“He deflowered me in the barn …”

Grazide Rives, a peasant girl from Montaillou lost her virginity to the local priest, Pierre Clergue in the year 1313. We have a detailed account of this from the Inquisition register of Jacques Fournier, bishop of Pamiers in Comte de Foix, southern France. Grazida was interrogated by him, which resulted in a verbatim record of what happened to her. He, later to become Pope Benedict XII, and referred to as a clodhopper by Petrarch, was, fortunately, a meticulous note-taker. Because of this we have one of the very rare insights into the life of the medieval peasant.

Man accosting a woman at the loom: Smithfield Decretals, Southern France, late 13th -- early 14th Century.  British Library, Royal MS 10E

Man accosting a woman at the loom: Smithfield Decretals, Southern France, late 13th — early 14th Century. British Library, Royal MS 10E

Montaillou, in the Pyranees, at that time, had a population of little more than 200. It was a community of mainly peasant farmers, labourers and shepherds. The Comte de Foix was the feudal overlord of the pyranean principality that included Montaillou. In Montaillou the interests of the house of Foix was looked after by a chatelain and a bayle(bailiff). There was little distinction between these minor officials and the peasants and to a large extent Montaillou was left to its own devices as long as it paid its taxes and tithes.

Pierre Clergue, the priest, was the power behind the most dominant family in the village. He was a seducer and incorrigible womaniser with at least a dozen mistresses. It appears not to have been such a great scandal. The villagers, men and women, were well aware of his activities and endured them or, in some cases, welcomed them. Pierre was ruthless in his unquenchable desire for women. If a woman resisted him he would intimidate her by threatening to report her to the inquisition. The inquisition, at that time was trying to stamp out Catharism which was endemic in the region.

The young girl Grazide Rives gave a very frank account of her liason with Pierre Clergue:

“The priest came to my mother’s house while she was out harvesting, and was very pressing: ‘Allow me,’ he said, ‘ to know you carnally. And I said, ‘All right.’

At that time, I was a virgin. I think I was fourteen or fifteen years old. He deflowered me in the barn in which we kept the straw. But it wasn’t rape at all.”

Grazide went on to say that the priest continued to know her carnally, even after he had given her as a wife to an old peasant called Pierre Lizier. Both Grazide’s husband and her mother knew that the priest was having sex with her and both consented to it. The sexual encounters happened mostly during the day in the mother’s house. Grazide’s husband, Pierre, would say, ‘has the priest done it with you?’ and Grazide would answer ‘Yes.’ To which Pierre would say ‘as far as the priest is concerned, all right! But don’t you go having other men.’

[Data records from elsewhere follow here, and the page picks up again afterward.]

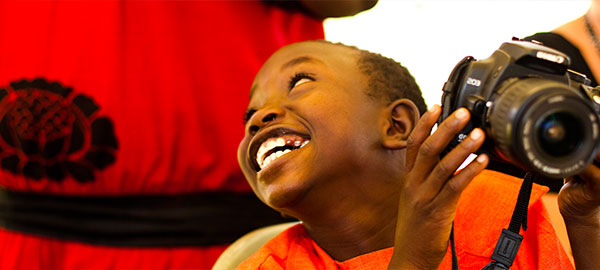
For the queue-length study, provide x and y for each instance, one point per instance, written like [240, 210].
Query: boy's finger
[420, 133]
[430, 150]
[454, 187]
[450, 163]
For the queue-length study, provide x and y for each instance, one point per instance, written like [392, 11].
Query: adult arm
[336, 8]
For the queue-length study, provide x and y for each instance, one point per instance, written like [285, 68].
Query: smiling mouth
[275, 147]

Grazide on being questioned about her attitude to her sexual relationship with the priest said : ‘with Pierre Clergue, I liked it. And so it could not displease God. It was not a sin.’ This is an interesting view from a poorly educated girl but it is not an uncommon view. Master Ermengaud’s Breviaire d’Amour and Flamenca express the very same idea: ‘A lady who sleeps with a true lover is purified of all sins … and the joy of love makes the act innocent.’

Couple in bed: Aldobrandino of Siena's le Regime de Corps, Lille, ca. 1285.British Library, MS Sloane 2435 fol. 9v

Couple in bed: Aldobrandino of Siena’s le Regime de Corps, Lille, ca. 1285.
British Library, MS Sloane 2435 fol. 9v

It would certainly appear that there was a considerable degree of sexual tolerance amongst some of our medieval ancestors. As we can see from this story from Montaillou, the Catholic religion and its priest was no deterrent to liberal sexual attitudes. Licentious behaviour of Catholic clergy was widespread in the 14th century. This is one reason why Catharism was widely accepted and it’s parfaits (monks who professed to be Cathars) admired for living true Christian lives of prayer and poverty.